Hydroacylation General

The reaction was discovered by K. Sakai in 1972 as part in a synthetic route to certain prostanoids.[2] The reagent in this reaction was tin tetrachloride. With an stoichiometric amount of Wilkinson's catalyst in chloroform, acetonitrile or benzene an equal amount of a cyclopropane was formed as the result of decarbonylation.

Hydroacylation Sakai 1972

The first catalytic application was reported by Miller in 1976 [3] in the reaction of 4-pentenal with Wilkinson's catalyst to form cyclopentanone. In this reaction the solvent was saturated with ethylene.
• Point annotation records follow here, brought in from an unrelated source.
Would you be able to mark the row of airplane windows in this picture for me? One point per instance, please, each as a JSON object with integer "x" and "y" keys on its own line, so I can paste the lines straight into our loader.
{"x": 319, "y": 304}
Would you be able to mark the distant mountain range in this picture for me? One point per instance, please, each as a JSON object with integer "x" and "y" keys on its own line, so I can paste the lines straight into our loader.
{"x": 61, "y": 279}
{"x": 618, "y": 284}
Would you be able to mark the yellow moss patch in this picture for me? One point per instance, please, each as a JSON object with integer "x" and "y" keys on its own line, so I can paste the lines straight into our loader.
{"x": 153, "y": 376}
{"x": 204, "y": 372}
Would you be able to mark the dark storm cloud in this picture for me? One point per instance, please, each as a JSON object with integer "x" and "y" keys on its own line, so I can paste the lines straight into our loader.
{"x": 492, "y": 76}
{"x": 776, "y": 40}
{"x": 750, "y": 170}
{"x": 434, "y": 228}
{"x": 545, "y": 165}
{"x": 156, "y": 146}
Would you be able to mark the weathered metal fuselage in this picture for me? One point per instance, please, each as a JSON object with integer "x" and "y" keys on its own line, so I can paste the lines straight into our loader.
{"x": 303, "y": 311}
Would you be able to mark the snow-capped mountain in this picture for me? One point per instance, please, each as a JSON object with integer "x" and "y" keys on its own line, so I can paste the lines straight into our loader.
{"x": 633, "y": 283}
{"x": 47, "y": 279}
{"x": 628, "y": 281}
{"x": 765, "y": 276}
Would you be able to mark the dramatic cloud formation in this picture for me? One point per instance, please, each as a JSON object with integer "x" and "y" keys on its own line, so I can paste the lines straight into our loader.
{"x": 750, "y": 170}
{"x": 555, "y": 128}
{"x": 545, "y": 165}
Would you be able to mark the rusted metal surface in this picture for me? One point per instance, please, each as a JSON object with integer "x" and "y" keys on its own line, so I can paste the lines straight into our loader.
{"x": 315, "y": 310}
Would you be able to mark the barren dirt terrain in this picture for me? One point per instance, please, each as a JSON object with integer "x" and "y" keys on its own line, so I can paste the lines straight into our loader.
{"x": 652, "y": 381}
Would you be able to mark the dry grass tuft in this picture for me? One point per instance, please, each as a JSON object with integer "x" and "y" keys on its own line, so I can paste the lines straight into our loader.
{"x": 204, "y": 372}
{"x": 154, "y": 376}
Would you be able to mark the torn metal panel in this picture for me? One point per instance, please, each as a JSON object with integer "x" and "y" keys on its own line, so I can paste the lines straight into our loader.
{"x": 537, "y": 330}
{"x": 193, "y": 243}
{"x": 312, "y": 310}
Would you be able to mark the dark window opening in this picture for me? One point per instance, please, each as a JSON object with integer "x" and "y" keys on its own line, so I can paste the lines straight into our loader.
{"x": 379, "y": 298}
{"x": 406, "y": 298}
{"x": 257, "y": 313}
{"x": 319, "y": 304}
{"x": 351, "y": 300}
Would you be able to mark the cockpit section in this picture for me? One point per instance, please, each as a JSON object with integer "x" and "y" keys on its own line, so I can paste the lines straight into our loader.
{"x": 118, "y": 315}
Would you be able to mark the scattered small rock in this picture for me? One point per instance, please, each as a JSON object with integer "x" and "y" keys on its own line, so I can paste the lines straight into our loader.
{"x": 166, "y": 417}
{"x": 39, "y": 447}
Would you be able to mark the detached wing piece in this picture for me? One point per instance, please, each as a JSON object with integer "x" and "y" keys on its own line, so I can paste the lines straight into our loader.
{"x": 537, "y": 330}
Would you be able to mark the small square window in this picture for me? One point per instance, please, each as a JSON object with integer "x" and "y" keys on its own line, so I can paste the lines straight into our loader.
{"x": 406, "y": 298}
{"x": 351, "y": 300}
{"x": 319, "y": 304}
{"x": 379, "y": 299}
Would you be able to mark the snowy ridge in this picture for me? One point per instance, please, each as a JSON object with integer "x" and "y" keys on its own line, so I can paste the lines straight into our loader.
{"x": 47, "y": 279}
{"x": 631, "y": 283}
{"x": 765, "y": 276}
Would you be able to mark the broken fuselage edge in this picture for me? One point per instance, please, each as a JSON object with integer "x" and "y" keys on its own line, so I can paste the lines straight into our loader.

Cyclopentanone Synthesis Miller

Cyclopentane ring-formation is favored, the reaction product of 5-pentenal is again a cyclopentanone. Another suitable catalyst is cationic rhodium compound Rh(dppe)ClO4

Reaction mechanism[edit]

In a general reaction mechanism step one in hydroacylation is oxidative addition of the metal into the aldehyde carbon-hydrogen bond followed by side-on addition of the alkene, then followed by reductive elimination. A lurking side-reaction is decarbonylation from the acyl metal hydride RCH2(CO)MH to the alkane RCH3 and M(CO) via the RCH2M(CO)H intermediate.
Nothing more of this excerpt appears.